Rodgers then addressed the situation in a tweet Monday night, saying that he wants to "take full responsibility" for his actions.
"I know I have made mistakes and I am willing to do whatever it takes to repair the situation," Rodgers wrote. "The last thing I ever wanted to do was to be a distraction to the Colts organization, my coaches, and my teammates. I've let people down that I care about.
"I made an error in judgment and I am going to work hard to make sure that those mistakes are rectified through this process. It's an honor to play in the NFL and I have never taken that lightly. I am very sorry for all of this. "
Rodgers, a sixth-round pick, is entering the final year of a four-year, $3.4 million contract.
The sportsbook account was opened under the name of an associate of Rodgers, sources said. Approximately 100 bets were placed on the account over an undisclosed amount of time, including on Colts games, the sources said. Most of the bets were in the $25-$50 range, although there was at least one low four-figure bet.
Rodgers started nine games in 2022 and was seen as a likely starter this season following the trade of Stephon Gilmore to the Dallas Cowboys.
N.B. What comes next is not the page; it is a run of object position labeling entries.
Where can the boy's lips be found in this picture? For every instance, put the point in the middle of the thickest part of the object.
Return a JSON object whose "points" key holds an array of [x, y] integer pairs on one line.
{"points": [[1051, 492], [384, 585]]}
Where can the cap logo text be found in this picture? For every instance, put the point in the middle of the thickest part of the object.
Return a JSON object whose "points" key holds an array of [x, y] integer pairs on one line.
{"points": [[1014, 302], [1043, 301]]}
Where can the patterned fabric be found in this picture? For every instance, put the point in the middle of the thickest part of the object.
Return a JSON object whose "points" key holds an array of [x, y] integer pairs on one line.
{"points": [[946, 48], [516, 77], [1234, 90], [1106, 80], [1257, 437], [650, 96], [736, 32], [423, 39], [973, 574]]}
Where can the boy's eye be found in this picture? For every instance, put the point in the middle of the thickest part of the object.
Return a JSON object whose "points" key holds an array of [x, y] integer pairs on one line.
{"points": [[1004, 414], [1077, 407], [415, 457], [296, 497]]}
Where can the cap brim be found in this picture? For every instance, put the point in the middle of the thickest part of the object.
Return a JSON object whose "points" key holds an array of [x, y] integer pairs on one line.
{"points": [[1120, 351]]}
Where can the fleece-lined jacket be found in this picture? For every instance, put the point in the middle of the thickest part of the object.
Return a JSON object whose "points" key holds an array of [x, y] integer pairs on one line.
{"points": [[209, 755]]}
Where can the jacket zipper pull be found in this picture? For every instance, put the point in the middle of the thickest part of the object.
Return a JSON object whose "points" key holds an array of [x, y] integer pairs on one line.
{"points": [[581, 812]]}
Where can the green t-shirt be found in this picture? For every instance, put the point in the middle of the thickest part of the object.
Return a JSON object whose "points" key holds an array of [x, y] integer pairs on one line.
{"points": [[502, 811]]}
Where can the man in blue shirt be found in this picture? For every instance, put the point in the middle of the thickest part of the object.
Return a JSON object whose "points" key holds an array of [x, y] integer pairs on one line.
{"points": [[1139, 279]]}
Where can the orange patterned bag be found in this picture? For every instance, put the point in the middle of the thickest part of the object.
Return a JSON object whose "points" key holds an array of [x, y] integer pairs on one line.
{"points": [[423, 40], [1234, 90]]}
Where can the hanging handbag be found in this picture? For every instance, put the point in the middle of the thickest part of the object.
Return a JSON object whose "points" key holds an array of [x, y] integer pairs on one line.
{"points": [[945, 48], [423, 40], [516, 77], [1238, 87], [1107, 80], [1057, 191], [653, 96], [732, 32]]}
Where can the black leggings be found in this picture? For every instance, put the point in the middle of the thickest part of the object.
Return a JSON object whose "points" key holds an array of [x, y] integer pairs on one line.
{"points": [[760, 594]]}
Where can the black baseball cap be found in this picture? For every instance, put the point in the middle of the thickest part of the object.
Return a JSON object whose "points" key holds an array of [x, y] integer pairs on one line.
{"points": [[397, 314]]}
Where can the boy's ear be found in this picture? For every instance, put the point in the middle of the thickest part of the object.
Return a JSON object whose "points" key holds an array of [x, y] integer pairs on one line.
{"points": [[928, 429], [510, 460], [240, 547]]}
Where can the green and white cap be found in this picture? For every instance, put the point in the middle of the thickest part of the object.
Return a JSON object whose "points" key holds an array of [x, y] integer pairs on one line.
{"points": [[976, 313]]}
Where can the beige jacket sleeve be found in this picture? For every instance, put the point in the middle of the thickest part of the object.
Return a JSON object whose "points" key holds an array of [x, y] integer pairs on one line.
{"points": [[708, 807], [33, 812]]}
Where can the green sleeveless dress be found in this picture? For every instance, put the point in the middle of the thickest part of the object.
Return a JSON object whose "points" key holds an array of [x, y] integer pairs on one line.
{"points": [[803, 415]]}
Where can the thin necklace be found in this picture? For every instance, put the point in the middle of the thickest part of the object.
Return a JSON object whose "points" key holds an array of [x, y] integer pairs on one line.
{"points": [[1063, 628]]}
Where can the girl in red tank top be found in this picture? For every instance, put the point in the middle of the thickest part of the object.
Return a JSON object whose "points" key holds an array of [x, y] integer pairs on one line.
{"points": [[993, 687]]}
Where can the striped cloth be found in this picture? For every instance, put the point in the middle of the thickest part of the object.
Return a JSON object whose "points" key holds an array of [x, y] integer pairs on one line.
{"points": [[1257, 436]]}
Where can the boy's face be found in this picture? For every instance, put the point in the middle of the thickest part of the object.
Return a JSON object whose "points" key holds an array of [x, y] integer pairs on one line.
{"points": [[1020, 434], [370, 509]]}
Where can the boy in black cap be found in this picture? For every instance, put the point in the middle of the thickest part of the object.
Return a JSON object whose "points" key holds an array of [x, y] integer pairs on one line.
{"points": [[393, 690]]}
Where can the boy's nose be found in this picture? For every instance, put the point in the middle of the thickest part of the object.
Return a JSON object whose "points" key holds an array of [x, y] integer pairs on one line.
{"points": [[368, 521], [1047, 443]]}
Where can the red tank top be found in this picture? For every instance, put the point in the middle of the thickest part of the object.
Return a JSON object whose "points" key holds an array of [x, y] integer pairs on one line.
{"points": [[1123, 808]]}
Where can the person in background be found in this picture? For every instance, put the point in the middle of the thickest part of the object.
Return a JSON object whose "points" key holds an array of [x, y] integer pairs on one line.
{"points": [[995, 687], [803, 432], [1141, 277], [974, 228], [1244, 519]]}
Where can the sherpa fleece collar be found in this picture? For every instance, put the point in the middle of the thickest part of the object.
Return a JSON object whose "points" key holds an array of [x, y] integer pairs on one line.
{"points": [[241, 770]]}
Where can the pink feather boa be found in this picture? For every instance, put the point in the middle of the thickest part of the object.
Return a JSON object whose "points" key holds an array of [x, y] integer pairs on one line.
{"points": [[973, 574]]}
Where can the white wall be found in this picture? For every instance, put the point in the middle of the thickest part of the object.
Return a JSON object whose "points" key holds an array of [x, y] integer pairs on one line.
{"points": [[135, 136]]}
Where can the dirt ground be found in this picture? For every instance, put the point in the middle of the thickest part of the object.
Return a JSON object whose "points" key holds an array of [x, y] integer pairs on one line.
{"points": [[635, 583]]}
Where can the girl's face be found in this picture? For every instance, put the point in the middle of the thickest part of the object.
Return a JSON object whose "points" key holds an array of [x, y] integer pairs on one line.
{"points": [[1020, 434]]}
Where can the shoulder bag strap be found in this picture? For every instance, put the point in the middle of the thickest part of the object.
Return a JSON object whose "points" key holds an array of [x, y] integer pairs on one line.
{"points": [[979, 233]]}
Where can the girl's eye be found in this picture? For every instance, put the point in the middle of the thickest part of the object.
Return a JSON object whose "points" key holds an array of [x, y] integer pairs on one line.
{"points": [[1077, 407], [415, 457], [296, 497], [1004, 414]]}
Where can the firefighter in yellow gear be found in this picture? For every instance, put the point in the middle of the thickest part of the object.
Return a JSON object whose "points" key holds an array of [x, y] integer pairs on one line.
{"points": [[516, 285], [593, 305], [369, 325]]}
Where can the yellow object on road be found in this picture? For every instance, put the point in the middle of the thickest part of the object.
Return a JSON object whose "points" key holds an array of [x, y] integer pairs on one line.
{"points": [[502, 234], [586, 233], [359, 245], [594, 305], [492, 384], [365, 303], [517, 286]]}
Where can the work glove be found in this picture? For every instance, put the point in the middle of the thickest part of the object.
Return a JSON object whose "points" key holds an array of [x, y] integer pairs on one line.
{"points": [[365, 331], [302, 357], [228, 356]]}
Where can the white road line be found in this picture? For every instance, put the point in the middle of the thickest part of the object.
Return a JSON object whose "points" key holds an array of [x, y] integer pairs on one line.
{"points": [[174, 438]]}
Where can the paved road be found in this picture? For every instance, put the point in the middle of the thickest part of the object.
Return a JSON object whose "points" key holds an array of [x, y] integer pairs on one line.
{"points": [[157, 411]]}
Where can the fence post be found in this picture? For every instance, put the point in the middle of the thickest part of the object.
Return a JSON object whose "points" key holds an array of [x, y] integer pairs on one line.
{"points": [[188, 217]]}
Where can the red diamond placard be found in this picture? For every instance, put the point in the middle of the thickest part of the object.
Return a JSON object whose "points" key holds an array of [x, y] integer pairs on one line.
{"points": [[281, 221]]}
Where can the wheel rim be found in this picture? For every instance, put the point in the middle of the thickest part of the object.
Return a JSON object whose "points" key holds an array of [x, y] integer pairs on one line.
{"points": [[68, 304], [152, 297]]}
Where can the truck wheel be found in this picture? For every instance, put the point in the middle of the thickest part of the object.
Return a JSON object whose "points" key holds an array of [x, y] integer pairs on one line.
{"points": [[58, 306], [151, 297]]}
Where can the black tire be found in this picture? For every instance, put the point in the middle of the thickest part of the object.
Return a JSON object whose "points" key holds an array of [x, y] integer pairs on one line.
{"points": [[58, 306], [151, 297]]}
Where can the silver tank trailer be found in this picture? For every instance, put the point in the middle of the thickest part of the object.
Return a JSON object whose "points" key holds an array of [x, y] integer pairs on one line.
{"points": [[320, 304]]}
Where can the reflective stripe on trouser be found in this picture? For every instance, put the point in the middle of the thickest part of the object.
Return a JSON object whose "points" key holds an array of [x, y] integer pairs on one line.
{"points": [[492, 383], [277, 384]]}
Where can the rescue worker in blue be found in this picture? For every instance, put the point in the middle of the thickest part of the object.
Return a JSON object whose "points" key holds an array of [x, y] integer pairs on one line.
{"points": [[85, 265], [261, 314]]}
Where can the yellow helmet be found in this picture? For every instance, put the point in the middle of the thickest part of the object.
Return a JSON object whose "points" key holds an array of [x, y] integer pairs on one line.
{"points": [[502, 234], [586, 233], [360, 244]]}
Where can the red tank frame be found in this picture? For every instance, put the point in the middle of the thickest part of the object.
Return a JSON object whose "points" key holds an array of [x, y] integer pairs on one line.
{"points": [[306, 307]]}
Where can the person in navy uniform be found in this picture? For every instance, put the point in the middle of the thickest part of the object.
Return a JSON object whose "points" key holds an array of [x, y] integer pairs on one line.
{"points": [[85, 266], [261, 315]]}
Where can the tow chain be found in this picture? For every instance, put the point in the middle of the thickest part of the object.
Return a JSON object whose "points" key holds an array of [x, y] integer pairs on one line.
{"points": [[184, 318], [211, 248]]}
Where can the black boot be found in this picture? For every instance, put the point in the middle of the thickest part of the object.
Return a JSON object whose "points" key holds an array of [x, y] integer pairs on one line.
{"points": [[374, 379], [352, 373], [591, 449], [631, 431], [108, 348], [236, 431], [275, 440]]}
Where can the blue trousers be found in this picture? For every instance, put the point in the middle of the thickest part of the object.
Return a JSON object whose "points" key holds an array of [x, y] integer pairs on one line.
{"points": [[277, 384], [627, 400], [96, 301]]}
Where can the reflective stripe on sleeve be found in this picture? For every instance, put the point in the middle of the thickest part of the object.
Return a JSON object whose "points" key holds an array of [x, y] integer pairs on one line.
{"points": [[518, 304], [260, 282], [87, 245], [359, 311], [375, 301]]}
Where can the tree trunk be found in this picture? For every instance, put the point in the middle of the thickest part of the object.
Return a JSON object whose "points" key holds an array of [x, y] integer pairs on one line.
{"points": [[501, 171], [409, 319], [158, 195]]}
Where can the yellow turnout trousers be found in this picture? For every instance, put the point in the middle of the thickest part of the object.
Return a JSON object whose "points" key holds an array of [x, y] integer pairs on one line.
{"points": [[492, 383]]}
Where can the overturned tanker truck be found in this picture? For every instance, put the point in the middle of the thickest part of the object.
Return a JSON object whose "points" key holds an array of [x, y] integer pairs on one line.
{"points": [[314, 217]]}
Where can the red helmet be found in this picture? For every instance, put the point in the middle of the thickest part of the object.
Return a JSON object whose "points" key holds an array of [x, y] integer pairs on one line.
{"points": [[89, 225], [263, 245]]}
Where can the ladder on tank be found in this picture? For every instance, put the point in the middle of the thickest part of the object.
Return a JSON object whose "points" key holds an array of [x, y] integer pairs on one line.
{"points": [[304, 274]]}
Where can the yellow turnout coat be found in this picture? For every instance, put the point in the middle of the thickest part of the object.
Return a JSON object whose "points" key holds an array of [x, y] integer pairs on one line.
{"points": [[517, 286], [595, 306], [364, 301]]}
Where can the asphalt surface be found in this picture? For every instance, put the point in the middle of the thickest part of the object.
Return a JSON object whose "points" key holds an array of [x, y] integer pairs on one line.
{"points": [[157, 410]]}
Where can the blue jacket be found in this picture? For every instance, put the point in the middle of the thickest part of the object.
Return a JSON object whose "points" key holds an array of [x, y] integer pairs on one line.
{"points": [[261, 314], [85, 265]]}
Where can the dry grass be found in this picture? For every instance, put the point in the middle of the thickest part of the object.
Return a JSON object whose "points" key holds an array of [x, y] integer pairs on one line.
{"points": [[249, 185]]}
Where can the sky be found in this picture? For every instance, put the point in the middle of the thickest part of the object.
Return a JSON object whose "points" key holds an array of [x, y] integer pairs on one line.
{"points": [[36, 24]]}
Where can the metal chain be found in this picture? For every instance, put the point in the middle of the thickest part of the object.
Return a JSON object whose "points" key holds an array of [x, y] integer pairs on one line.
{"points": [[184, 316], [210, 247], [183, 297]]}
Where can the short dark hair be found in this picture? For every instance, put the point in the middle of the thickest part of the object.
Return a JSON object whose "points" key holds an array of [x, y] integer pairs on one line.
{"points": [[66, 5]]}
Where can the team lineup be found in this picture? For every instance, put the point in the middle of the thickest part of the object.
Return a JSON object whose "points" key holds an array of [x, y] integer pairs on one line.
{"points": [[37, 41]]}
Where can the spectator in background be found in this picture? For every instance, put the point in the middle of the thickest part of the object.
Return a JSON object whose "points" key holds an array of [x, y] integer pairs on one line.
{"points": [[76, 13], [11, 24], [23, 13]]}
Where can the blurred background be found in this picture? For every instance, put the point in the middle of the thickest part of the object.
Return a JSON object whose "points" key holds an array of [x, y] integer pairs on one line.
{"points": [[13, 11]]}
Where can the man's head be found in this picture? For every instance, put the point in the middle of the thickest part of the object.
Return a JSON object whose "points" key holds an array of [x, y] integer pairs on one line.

If Rodgers is suspended, it could press rookie cornerback Julius Brents, a second-round pick in April, into action.
The news comes after a report by SportsHandle.com, which cited an investigation into a Colts player's "pervasive" betting, including wagers placed on his own team. The player was not named in the report, nor did team officials reveal his identity.
An NFL spokesperson, when asked by ESPN for comment on the report, said in a text message that they had "nothing to add."
The Indiana Gaming Commission confirmed to ESPN that it had received "information pertaining to this matter" and was following developments.
"The IGC is not the lead agency on this matter, as it involves alleged violations of a league policy at this point," Jenny Reske, deputy director at the Indiana Gaming Commission, wrote in an emailed statement to ESPN. "We will, however, continue to review information as it emerges to determine what, if any, regulatory actions are necessary."
In April, the NFL suspended five players -- including four from the Detroit Lions -- for gambling policy violations. Lions receiver Quintez Cephus and safety C.J. Moore, as well as Washington Commanders defensive end Shaka Toney, were suspended indefinitely for betting on NFL games. Lions receivers Jameson Williams and Stanley Berryhill received six-game suspensions for betting on non-NFL games from an NFL facility. Cephus, Moore and Berryhill were later released by Detroit.
Last year, then-Atlanta Falcons receiver Calvin Ridley was suspended for the entire 2022 season for betting on NFL games over a five-game stretch when he was away from the team. He was traded to the Jacksonville Jaguars at the trading deadline last November and reinstated in March.
Although the NFL has widely embraced sports betting and has sponsorship deals with sportsbooks, the league explicitly prohibits players from betting on NFL games. Players are also prohibited from placing bets while at NFL facilities.